KernelIntrinsics.vload — Function

vload(A::AbstractArray{T}, idx, ::Val{Nitem}, ::Val{Rebase}=Val(true), ::Val{Alignment}=Val(-1)) -> NTuple{Nitem,T}

Load Nitem elements from array A as a tuple, using vectorized memory operations on GPU. Nitem must be a positive power of 2.

Arguments

A: Source array
idx: Starting index
Nitem: Number of elements to load (must be a positive power of 2)
Rebase: Indexing mode (default: Val(true))
Alignment: Known pointer alignment (default: Val(-1) = unknown)
- Val(1): pointer is Nitem-aligned → single ld.global.vN, no runtime check
- Val(2..Nitem): known misalignment offset → static load pattern, no runtime dispatch
- Val(-1): unknown → runtime pointer alignment check (default)
Only meaningful for Rebase=true; ignored for Rebase=false.

Indexing Modes

Val(true) (rebased): Uses 1-based block indexing — idx selects the idx-th contiguous block of Nitem elements, i.e. loads from (idx-1)*Nitem + 1 to idx*Nitem. For example, idx=2 loads elements [5,6,7,8] for Nitem=4. When the array base pointer is Nitem-aligned, this generates optimal aligned vector loads (ld.global.v4); otherwise falls back to vload_multi.
Val(false) (direct): Loads starting directly at idx, so idx=2 loads elements [2,3,4,5]. Always uses vload_multi to handle potential misalignment.

Example

a = CuArray{Int32}(1:16)

# Rebased indexing (default): idx=2 → loads block 2, i.e. elements 5,6,7,8
values = vload(a, 2, Val(4))  # returns (5, 6, 7, 8)

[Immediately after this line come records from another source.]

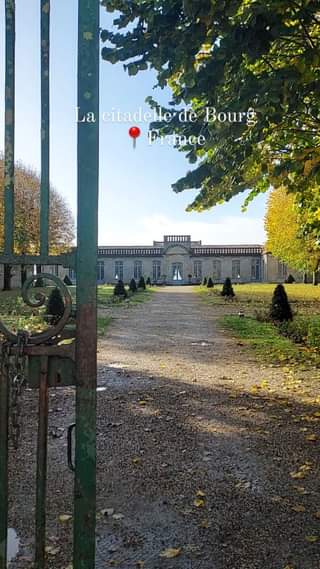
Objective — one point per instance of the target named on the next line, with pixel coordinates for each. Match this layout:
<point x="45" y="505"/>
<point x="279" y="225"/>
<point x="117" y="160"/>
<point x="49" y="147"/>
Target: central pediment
<point x="176" y="250"/>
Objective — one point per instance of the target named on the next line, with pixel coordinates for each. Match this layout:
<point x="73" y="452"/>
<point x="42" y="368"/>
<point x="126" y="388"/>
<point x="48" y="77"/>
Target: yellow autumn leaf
<point x="199" y="502"/>
<point x="311" y="438"/>
<point x="65" y="518"/>
<point x="52" y="550"/>
<point x="311" y="538"/>
<point x="171" y="552"/>
<point x="298" y="508"/>
<point x="88" y="36"/>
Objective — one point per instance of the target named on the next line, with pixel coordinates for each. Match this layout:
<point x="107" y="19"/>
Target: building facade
<point x="178" y="260"/>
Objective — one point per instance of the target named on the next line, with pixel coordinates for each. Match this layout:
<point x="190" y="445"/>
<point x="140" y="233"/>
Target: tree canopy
<point x="285" y="240"/>
<point x="27" y="215"/>
<point x="233" y="55"/>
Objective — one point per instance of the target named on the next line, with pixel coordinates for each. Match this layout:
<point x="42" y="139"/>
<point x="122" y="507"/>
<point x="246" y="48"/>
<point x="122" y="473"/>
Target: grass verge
<point x="266" y="340"/>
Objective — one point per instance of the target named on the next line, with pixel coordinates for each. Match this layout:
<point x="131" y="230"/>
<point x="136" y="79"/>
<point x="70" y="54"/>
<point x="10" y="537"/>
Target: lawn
<point x="299" y="340"/>
<point x="17" y="315"/>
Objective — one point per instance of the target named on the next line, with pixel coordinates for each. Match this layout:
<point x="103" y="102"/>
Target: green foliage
<point x="303" y="330"/>
<point x="39" y="282"/>
<point x="119" y="290"/>
<point x="264" y="337"/>
<point x="55" y="305"/>
<point x="133" y="286"/>
<point x="142" y="283"/>
<point x="232" y="56"/>
<point x="67" y="281"/>
<point x="227" y="289"/>
<point x="280" y="308"/>
<point x="290" y="279"/>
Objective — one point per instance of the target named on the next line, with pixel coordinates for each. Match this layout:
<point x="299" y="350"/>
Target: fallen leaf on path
<point x="199" y="503"/>
<point x="312" y="538"/>
<point x="107" y="512"/>
<point x="311" y="438"/>
<point x="171" y="552"/>
<point x="52" y="550"/>
<point x="65" y="518"/>
<point x="118" y="516"/>
<point x="298" y="508"/>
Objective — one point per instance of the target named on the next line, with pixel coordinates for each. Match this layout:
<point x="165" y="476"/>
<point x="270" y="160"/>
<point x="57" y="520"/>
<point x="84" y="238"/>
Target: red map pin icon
<point x="134" y="132"/>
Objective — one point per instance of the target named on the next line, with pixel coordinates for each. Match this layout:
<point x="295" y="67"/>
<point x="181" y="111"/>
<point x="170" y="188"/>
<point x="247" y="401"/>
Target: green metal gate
<point x="46" y="360"/>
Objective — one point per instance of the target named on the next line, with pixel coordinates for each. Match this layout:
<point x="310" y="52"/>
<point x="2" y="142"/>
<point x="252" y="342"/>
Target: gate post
<point x="86" y="267"/>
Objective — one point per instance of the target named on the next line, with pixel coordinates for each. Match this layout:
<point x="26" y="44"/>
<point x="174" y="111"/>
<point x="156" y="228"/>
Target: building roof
<point x="195" y="248"/>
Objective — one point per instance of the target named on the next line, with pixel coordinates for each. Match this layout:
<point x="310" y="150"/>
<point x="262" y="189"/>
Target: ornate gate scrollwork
<point x="38" y="301"/>
<point x="41" y="358"/>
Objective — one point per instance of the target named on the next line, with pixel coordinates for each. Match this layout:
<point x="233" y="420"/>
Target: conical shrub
<point x="119" y="290"/>
<point x="133" y="286"/>
<point x="280" y="310"/>
<point x="227" y="289"/>
<point x="142" y="283"/>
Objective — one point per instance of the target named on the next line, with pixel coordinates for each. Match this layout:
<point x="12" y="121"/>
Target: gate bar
<point x="4" y="436"/>
<point x="45" y="127"/>
<point x="9" y="129"/>
<point x="42" y="452"/>
<point x="87" y="245"/>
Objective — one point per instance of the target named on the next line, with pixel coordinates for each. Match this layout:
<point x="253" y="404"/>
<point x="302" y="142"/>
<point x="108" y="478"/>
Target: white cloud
<point x="227" y="230"/>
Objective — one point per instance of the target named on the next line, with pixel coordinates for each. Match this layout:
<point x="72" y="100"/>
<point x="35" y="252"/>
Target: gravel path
<point x="203" y="452"/>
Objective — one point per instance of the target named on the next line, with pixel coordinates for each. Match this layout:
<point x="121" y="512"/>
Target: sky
<point x="136" y="202"/>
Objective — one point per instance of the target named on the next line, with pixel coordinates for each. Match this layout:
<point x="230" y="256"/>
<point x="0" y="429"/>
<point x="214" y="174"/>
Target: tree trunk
<point x="7" y="275"/>
<point x="23" y="274"/>
<point x="315" y="278"/>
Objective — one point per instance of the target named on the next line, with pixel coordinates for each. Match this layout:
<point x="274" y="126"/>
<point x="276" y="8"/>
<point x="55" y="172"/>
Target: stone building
<point x="178" y="260"/>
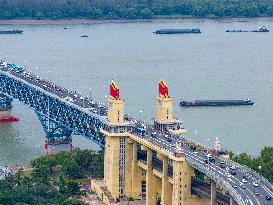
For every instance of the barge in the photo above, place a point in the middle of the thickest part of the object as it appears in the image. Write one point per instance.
(215, 103)
(177, 31)
(12, 32)
(262, 29)
(9, 119)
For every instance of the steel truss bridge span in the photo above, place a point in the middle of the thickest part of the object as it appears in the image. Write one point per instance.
(60, 118)
(55, 113)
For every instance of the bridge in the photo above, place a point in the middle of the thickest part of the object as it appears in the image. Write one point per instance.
(154, 162)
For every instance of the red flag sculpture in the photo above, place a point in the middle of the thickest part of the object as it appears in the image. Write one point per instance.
(163, 88)
(114, 90)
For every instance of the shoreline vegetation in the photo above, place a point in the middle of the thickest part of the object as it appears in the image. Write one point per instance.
(124, 11)
(55, 179)
(64, 22)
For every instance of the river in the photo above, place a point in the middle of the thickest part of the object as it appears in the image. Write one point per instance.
(211, 65)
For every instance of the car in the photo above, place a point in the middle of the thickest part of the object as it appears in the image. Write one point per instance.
(211, 159)
(268, 198)
(256, 193)
(255, 184)
(208, 155)
(153, 134)
(242, 186)
(222, 162)
(169, 140)
(195, 152)
(222, 166)
(193, 148)
(232, 167)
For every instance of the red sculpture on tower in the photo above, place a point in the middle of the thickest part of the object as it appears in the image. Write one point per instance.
(114, 90)
(163, 89)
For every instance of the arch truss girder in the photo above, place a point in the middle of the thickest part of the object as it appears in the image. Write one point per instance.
(5, 101)
(54, 110)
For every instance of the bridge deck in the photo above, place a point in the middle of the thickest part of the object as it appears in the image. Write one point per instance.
(86, 116)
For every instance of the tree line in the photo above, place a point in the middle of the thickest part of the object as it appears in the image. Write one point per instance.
(132, 9)
(263, 164)
(52, 180)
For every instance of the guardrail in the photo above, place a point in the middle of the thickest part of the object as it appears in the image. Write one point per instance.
(251, 171)
(217, 179)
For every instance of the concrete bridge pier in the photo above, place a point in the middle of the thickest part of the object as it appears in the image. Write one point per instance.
(232, 201)
(53, 146)
(151, 196)
(58, 138)
(213, 193)
(166, 197)
(5, 106)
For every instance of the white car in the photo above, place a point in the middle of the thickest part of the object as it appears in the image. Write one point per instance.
(209, 156)
(255, 184)
(232, 167)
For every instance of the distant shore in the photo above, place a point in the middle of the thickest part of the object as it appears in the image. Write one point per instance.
(99, 21)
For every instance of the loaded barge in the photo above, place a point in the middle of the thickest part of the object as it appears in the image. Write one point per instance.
(12, 32)
(259, 30)
(215, 103)
(177, 31)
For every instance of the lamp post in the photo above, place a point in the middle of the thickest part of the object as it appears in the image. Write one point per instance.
(90, 93)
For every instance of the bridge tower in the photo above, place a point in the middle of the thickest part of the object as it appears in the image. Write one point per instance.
(5, 106)
(116, 146)
(164, 119)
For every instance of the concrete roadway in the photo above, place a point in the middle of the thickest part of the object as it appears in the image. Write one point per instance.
(165, 141)
(245, 190)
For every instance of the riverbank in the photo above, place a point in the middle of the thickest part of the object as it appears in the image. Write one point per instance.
(101, 21)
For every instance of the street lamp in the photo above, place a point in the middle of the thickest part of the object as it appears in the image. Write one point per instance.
(90, 93)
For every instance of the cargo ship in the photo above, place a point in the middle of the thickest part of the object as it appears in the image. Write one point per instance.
(259, 30)
(12, 32)
(215, 103)
(9, 119)
(177, 31)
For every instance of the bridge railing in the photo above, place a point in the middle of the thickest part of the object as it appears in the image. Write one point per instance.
(218, 180)
(246, 169)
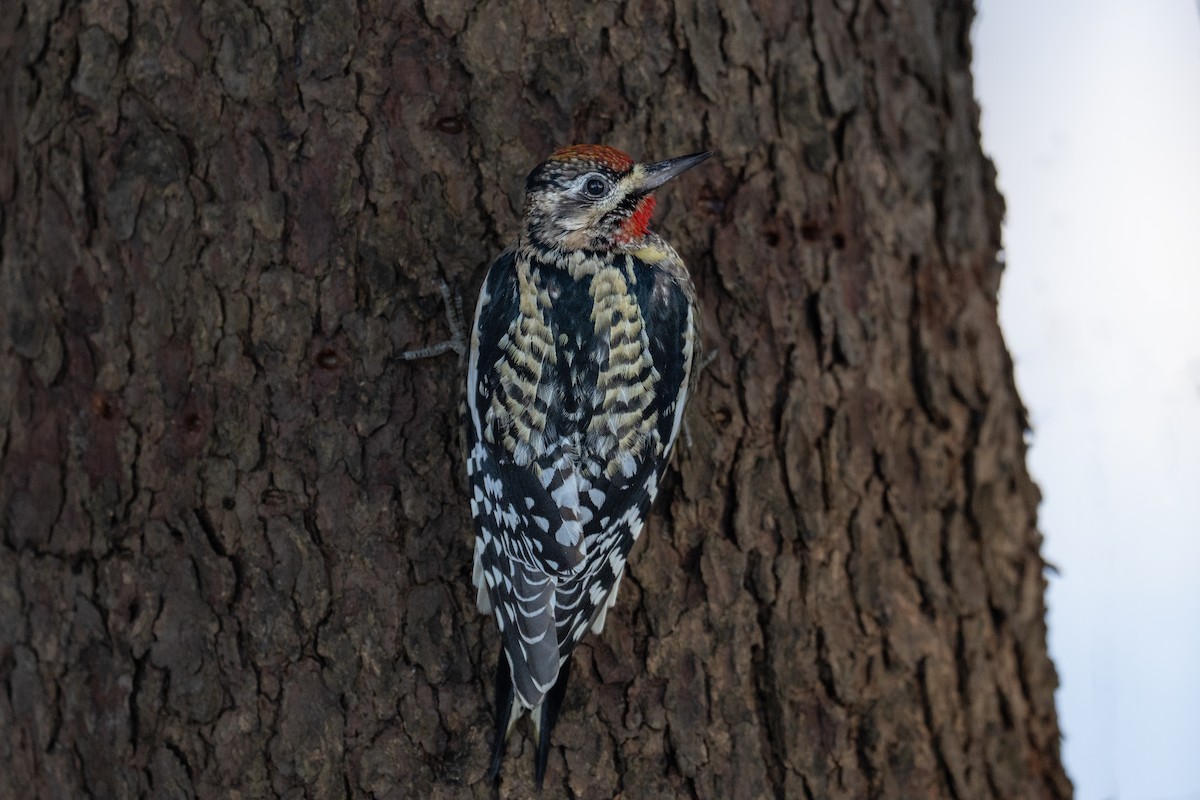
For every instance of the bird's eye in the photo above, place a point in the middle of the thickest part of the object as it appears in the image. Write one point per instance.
(595, 186)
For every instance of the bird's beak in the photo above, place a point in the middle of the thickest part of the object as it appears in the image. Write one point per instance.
(655, 175)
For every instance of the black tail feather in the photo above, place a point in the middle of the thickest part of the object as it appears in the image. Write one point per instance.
(550, 708)
(504, 699)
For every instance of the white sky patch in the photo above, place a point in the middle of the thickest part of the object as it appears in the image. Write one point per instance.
(1092, 114)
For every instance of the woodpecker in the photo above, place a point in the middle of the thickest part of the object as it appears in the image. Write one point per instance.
(581, 360)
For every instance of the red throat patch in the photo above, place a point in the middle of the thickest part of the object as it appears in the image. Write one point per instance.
(601, 154)
(640, 221)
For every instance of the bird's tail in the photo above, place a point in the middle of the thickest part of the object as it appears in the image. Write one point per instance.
(509, 709)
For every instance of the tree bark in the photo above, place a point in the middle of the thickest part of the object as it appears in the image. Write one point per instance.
(237, 548)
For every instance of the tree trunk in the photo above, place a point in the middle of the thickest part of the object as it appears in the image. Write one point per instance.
(237, 548)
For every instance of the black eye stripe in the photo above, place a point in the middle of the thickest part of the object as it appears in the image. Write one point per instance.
(595, 186)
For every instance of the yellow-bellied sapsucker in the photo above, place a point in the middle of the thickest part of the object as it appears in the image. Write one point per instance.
(582, 354)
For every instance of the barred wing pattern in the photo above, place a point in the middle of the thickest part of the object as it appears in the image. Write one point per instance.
(577, 378)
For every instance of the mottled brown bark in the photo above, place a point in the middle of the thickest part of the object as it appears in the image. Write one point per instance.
(235, 543)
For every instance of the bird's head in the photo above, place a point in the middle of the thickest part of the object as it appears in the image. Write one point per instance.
(594, 197)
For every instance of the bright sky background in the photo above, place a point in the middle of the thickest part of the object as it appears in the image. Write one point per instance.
(1091, 110)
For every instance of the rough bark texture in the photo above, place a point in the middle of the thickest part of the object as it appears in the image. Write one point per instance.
(235, 540)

# Direct indexing: idx=2 → loads elements 2,3,4,5
values = vload(a, 2, Val(4), Val(false))  # returns (2, 3, 4, 5)

# Known alignment: view offset by 1 element → Alignment=2
v = view(a, 2:16)
values = vload(v, 1, Val(4), Val(true), Val(2))  # static (1,2,1) pattern, no runtime branch

Memory Ordering

Macros

KernelIntrinsics.@fence — Macro

@fence [Scope] [Ordering]

Insert a memory fence with specified scope and ordering.

A memory fence ensures that memory operations before the fence are visible to other threads before operations after the fence. This is essential for correct synchronization in parallel GPU code.

Arguments

Scope (optional): Visibility scope, one of Device (default, maps to .gpu in PTX), Workgroup (maps to .cta), or System (maps to .sys).
Ordering (optional): Memory ordering, one of Acquire, Release, AcqRel (default), or SeqCst. Weak, Volatile, and Relaxed are not valid for fences.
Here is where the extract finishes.